What is semantic search and how is it different from keyword search?

Keyword search finds documents containing the exact query words. Semantic search finds documents with the same meaning, even with different words. Example: keyword search for 'car maintenance' won't find 'vehicle upkeep tips'; semantic search will. Semantic search uses embeddings — neural network representations of text meaning — to measure conceptual similarity. It works by: embedding the query and all documents into the same vector space, then finding documents whose embeddings are closest to the query embedding. This handles synonyms, paraphrases, and concept-level similarity that keyword search misses.

What embedding model should I use for semantic search?

For most applications: OpenAI text-embedding-3-small (1536 dims, $0.02/1M tokens) — excellent quality, fast, OpenAI ecosystem. For free/local: BAAI/bge-large-en-v1.5 (top of MTEB leaderboard). For multilingual: intfloat/multilingual-e5-large or paraphrase-multilingual-mpnet-base-v2. Critical rule: always use the same embedding model for documents and queries — mixing models breaks semantic search completely. Also critical: some models (like BGE) require a task prefix for queries ('Represent this sentence for searching relevant passages:') but not for documents.

How do I improve semantic search relevance?

Common improvements in order: 1) Try a better embedding model — quality varies significantly, and MTEB leaderboard rankings strongly predict real performance. 2) Add hybrid search — combine semantic with BM25 keyword search. Hybrid consistently outperforms either alone. 3) Add reranking — cross-encoder models rerank top results more accurately than bi-encoder similarity. 4) Improve chunking — better chunk boundaries preserve semantic context. 5) Query expansion — generate alternative phrasings, retrieve for all, merge results. 6) Fine-tune embeddings on domain data — significant gains for specialized domains (legal, medical, technical).

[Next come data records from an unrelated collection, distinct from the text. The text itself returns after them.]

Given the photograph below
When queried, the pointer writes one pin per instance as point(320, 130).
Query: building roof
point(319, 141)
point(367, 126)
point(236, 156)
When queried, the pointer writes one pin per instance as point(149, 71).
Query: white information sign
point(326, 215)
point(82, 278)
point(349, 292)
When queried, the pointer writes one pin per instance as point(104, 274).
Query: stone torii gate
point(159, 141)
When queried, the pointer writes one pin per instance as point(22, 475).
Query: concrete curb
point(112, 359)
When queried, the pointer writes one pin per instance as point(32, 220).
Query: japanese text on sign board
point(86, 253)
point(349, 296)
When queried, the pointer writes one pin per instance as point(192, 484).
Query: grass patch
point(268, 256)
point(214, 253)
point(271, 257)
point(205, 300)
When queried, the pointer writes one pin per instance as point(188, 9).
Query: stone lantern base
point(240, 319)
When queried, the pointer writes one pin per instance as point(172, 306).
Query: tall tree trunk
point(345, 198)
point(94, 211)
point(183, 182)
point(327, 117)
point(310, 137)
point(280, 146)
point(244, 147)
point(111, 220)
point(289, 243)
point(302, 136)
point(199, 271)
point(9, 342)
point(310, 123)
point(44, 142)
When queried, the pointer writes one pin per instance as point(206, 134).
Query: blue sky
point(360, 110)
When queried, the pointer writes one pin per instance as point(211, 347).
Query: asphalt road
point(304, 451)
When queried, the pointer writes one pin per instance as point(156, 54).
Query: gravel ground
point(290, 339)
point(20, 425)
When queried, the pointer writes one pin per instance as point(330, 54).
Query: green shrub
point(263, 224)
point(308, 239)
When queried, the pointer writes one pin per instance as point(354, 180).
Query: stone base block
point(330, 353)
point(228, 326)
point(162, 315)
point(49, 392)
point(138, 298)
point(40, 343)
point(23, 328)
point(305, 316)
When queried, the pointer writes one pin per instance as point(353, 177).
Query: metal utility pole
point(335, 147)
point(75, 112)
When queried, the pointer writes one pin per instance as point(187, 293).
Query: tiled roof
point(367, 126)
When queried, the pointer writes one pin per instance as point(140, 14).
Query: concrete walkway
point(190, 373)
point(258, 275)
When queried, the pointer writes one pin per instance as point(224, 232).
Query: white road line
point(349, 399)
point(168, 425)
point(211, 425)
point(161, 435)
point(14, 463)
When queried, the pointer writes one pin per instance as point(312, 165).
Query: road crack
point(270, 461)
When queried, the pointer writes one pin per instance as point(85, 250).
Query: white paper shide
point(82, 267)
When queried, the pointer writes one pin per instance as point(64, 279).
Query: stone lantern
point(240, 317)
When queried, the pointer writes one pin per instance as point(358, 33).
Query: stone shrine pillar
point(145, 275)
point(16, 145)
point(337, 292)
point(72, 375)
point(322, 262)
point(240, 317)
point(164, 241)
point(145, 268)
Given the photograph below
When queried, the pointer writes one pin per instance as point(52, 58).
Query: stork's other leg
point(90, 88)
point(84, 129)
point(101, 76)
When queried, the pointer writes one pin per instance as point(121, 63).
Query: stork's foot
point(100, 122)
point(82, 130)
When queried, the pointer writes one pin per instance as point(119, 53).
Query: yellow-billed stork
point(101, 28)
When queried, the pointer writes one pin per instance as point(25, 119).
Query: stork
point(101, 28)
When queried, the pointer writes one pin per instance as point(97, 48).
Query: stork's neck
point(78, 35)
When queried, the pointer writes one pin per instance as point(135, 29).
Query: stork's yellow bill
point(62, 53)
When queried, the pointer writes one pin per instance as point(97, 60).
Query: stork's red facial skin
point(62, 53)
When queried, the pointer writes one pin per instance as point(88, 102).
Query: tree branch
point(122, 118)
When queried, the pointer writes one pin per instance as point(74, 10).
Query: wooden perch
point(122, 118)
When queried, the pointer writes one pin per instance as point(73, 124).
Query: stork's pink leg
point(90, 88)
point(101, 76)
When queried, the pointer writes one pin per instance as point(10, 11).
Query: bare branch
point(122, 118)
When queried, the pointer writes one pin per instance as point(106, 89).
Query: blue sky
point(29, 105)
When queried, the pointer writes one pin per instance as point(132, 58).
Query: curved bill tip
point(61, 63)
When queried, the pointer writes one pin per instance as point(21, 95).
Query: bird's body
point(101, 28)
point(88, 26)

What is the difference between bi-encoder and cross-encoder models?

Bi-encoder: encodes query and document separately, computes similarity of embeddings. Fast — documents can be pre-embedded. Used in vector databases. Good for initial retrieval. Cross-encoder: takes (query, document) as a pair and computes relevance score jointly. Much more accurate because it sees both texts together. But slow — must process each (query, document) pair at inference time. Can't pre-compute. Used for reranking: first retrieve 50-100 candidates with bi-encoder (fast), then rerank with cross-encoder (slow but accurate) to get top-10 results. This two-stage approach combines the speed of bi-encoders with the accuracy of cross-encoders.

How do I handle a multilingual corpus in semantic search?

Use a multilingual embedding model: paraphrase-multilingual-mpnet-base-v2 (50 languages), intfloat/multilingual-e5-large (100 languages), or Cohere's multilingual embed-v3. These produce embeddings in a shared multilingual space — a query in English finds results in French, German, or Japanese with the same semantic meaning. Store language metadata and filter if needed. For very high-quality cross-lingual search, translate queries to the corpus's primary language first (using DeepL or Google Translate API), then do monolingual search. This avoids cross-lingual embedding quality limitations at the cost of translation API calls.

Semantic Search Tutorial: Build Search That Understands Meaning, Not Just Keywords

The search box on most internal tools is embarrassingly bad. You search for "cancel subscription" and get zero results because the document says "terminate membership." Keyword search fails whenever users don't know the exact terminology.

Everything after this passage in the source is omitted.